In my current macerations, I use one ounce of pipe/cig/RYO tobacco or one chopped-up cigar (average weight of the cigars I've done is 17 grams). The tobacco goes into the maceration jar, then I pour in 80-150ml of PG/VG solvent---the amount of liquid varies. I use however much PG/VG is necessary to completely cover the tobacco in the jar and provide another half-inch or so of clear solvent (so I can easily see the color of the extract liquid during the maceration).
When I filter the maceration, the tobacco solids are pressed down slowly to the bottom of the 12oz carafe, while the solvent (the extract) is forced through the dual-stage filters (first the wire mesh, then the 5-micron poly felt). When I hit serious resistance from the mass of tobacco solids, I've still got another half-inch of plunger "throw" still to go. In other words, the volume of the wet mass of tobacco solids and solvent absorbed by the tobacco during the maceration will be about twice size of the space left in the carafe after the plunger is pressed all the way down. This allows me to use that last half-inch of plunger "throw" to squeeze out most of the absorbed solvent from the tobacco solids.
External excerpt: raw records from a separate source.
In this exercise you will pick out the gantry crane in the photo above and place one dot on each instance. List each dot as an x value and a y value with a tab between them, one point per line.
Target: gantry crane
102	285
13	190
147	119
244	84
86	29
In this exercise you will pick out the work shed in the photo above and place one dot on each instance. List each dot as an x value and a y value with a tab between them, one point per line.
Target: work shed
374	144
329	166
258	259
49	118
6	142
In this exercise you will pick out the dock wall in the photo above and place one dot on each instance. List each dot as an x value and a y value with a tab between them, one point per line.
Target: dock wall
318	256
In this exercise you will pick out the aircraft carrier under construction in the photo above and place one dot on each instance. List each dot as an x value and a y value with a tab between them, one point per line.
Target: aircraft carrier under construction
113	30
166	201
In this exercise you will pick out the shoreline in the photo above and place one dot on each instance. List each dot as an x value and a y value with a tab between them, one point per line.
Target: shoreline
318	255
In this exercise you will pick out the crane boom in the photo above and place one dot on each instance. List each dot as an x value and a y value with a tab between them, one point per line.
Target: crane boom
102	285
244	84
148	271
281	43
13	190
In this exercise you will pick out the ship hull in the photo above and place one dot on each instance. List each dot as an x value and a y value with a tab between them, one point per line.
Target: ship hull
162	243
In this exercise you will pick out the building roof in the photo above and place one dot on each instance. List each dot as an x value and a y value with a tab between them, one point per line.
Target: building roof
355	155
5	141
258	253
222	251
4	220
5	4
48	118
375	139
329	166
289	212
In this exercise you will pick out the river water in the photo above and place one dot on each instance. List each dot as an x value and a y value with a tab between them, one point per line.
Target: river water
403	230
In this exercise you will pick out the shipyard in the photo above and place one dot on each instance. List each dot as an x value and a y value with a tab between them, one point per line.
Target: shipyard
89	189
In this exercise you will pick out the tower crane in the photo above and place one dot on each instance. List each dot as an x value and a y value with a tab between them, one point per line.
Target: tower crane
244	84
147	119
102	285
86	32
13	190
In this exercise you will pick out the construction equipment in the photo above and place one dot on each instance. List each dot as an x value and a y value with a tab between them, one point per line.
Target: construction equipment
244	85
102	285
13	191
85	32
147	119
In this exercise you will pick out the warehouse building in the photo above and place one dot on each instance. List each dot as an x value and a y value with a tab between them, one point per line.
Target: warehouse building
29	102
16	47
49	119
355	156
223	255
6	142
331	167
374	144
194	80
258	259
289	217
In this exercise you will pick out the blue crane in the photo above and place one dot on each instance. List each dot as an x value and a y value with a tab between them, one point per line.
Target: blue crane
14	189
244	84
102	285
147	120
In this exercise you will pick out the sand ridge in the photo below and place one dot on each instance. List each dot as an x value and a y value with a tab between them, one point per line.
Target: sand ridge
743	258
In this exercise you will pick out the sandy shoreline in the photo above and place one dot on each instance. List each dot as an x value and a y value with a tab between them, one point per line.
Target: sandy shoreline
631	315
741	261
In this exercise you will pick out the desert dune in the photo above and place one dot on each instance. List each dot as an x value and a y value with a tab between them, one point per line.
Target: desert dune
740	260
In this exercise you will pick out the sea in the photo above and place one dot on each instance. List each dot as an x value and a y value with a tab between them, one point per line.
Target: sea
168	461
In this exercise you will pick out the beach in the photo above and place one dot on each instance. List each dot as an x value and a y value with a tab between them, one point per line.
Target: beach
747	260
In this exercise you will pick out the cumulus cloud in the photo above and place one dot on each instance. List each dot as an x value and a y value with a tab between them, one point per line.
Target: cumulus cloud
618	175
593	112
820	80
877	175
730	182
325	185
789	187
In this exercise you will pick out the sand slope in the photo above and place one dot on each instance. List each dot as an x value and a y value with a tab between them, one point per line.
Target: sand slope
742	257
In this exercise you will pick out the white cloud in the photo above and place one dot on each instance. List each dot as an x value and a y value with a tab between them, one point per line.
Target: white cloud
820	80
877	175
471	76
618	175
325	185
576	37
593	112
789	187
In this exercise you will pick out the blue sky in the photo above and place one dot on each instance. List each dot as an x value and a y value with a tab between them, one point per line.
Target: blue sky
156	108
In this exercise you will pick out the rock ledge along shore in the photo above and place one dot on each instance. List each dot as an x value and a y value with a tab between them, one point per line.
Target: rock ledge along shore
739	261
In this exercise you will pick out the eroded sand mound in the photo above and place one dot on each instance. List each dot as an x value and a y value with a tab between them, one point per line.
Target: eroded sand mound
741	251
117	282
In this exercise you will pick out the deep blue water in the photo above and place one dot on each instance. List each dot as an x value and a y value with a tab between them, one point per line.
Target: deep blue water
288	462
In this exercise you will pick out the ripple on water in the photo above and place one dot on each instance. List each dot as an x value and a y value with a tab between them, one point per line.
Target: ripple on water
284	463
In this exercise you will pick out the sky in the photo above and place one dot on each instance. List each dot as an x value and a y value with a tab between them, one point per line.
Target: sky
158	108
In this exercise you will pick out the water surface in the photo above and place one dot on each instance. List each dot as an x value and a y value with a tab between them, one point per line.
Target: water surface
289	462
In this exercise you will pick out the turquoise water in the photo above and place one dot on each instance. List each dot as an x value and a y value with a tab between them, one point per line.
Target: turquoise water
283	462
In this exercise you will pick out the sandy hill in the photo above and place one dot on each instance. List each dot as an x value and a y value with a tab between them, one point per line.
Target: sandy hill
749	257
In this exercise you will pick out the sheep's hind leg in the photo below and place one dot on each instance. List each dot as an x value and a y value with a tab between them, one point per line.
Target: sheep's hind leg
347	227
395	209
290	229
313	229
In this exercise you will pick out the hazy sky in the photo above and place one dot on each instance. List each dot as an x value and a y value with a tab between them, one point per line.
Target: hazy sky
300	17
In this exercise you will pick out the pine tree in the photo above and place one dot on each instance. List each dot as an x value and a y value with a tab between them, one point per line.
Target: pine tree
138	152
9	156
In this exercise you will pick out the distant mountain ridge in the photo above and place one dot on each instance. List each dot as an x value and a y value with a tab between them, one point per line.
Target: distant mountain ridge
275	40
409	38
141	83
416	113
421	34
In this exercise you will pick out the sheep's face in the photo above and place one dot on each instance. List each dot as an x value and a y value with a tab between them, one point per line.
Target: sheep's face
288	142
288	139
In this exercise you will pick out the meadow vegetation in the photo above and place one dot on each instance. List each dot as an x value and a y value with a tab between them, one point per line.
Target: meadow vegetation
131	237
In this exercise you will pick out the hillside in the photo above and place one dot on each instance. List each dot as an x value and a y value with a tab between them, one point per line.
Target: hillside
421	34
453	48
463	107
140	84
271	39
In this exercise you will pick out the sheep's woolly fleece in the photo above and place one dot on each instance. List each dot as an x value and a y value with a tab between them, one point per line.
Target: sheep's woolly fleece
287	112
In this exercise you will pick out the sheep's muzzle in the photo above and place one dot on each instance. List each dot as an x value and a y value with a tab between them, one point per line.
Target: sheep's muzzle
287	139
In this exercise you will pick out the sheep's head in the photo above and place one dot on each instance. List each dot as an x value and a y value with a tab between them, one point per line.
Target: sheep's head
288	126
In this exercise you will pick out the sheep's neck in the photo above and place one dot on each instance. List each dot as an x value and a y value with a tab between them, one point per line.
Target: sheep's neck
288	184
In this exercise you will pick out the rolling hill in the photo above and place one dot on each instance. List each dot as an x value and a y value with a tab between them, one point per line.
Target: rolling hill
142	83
The "extra" recovered liquid then is forced through the filters. It's easy as pie, but you have to use enough tobacco and solvent for the French Press to do its job properly---filtering and pressing the solids.
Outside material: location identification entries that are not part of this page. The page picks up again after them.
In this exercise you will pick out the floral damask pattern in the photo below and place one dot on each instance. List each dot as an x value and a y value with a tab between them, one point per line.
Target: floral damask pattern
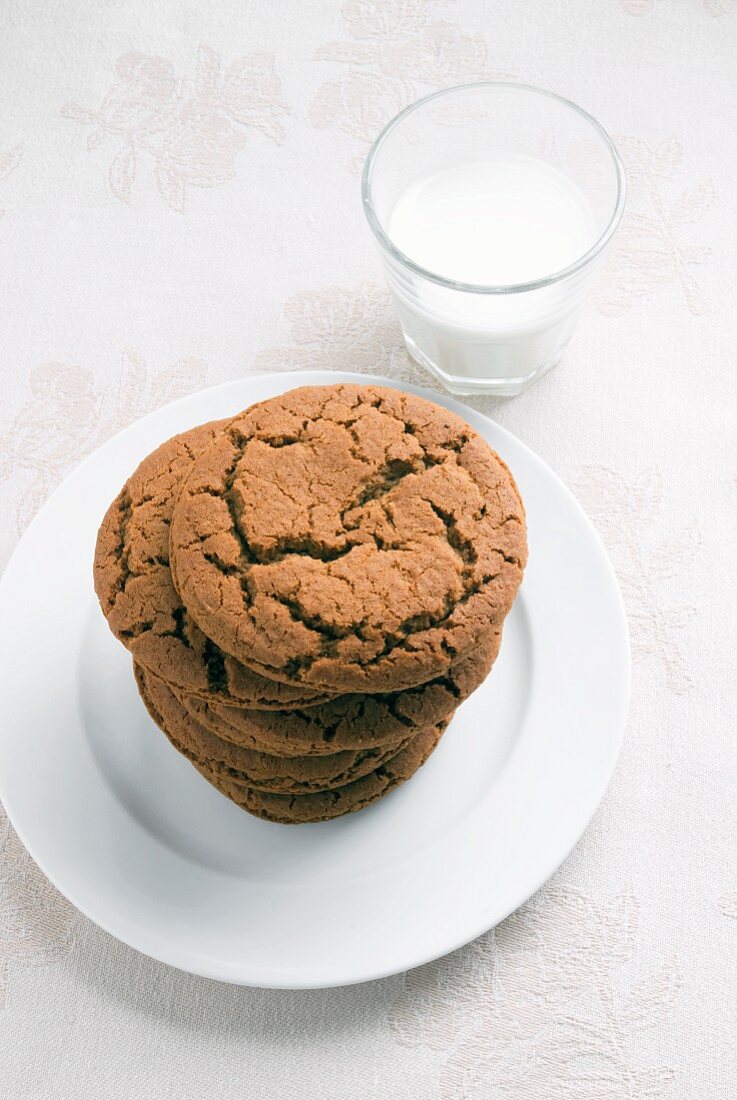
35	920
650	250
543	1005
67	414
626	514
728	903
9	161
395	51
339	328
188	129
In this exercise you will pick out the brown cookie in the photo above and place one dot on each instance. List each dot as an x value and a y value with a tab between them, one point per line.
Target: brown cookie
246	767
349	722
133	583
323	805
349	539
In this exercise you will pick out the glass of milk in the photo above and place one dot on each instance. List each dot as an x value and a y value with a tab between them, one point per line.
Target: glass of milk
492	205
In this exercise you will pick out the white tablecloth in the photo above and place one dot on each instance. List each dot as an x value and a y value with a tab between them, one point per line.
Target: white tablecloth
179	206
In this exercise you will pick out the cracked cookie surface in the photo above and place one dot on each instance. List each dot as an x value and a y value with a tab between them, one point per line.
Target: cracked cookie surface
349	539
133	583
325	805
349	722
253	768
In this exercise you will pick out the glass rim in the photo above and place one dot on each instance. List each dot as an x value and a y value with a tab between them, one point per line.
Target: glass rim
582	261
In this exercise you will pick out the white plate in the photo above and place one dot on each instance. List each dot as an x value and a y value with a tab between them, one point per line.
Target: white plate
149	850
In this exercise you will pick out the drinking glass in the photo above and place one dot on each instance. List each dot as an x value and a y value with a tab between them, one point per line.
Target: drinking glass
495	339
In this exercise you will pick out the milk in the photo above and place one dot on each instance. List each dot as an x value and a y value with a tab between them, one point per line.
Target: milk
495	221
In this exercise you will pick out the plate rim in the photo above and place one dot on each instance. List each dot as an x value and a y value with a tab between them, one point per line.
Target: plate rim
292	380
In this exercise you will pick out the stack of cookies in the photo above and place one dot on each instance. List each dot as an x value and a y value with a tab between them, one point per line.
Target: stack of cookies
310	590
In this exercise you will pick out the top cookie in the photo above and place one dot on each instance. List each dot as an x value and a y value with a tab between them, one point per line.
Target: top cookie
349	538
133	583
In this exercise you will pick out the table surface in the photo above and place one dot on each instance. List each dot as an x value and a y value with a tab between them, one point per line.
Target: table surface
178	206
2. What if you have an extract from a previous maceration that wasn't adequately filtered? Juice made from the extract gunks up coils/wicks quickly, so you'd like to re-filter the extract down to 5-microns to allow cleaner vaping performance. Sorry, but the French Press method won't work well for that.
Let's say that you have 4oz. (120ml) of extract liquid. You pour that into the French Press carafe, put the plunger assembly in place, and plunge. What you'll get is 2oz of re-filtered extract liquid above the plunger (that can be poured off), but you'll still have another 2oz. of extract liquid at the bottom of the carafe, below the plunger, that hasn't been (and can't be) forced through the 5-micron filter.
I suppose you could do multiple passes, recombining the re-filtered extract with the remaining unfiltered extract. Each time you did it again, you'd filter a higher percentage of extract down to 5-microns. Do six or seven passes, and you'd end up with perhaps 80% of the original 4oz. of extract filtered to 5-microns, plus you'd lose perhaps half an ounce to waste---trapped in the filter, spillage, or extract left clinging to the sides of the carafe. All in all, not what I'd call an elegant solution.
No, the Single-pass Dual-stage French Press method is quick, easy, and works beautifully, but only within certain parameters---first-time filtering from a maceration with sufficient liquid solvent and tobacco mass. For that, it's brilliant.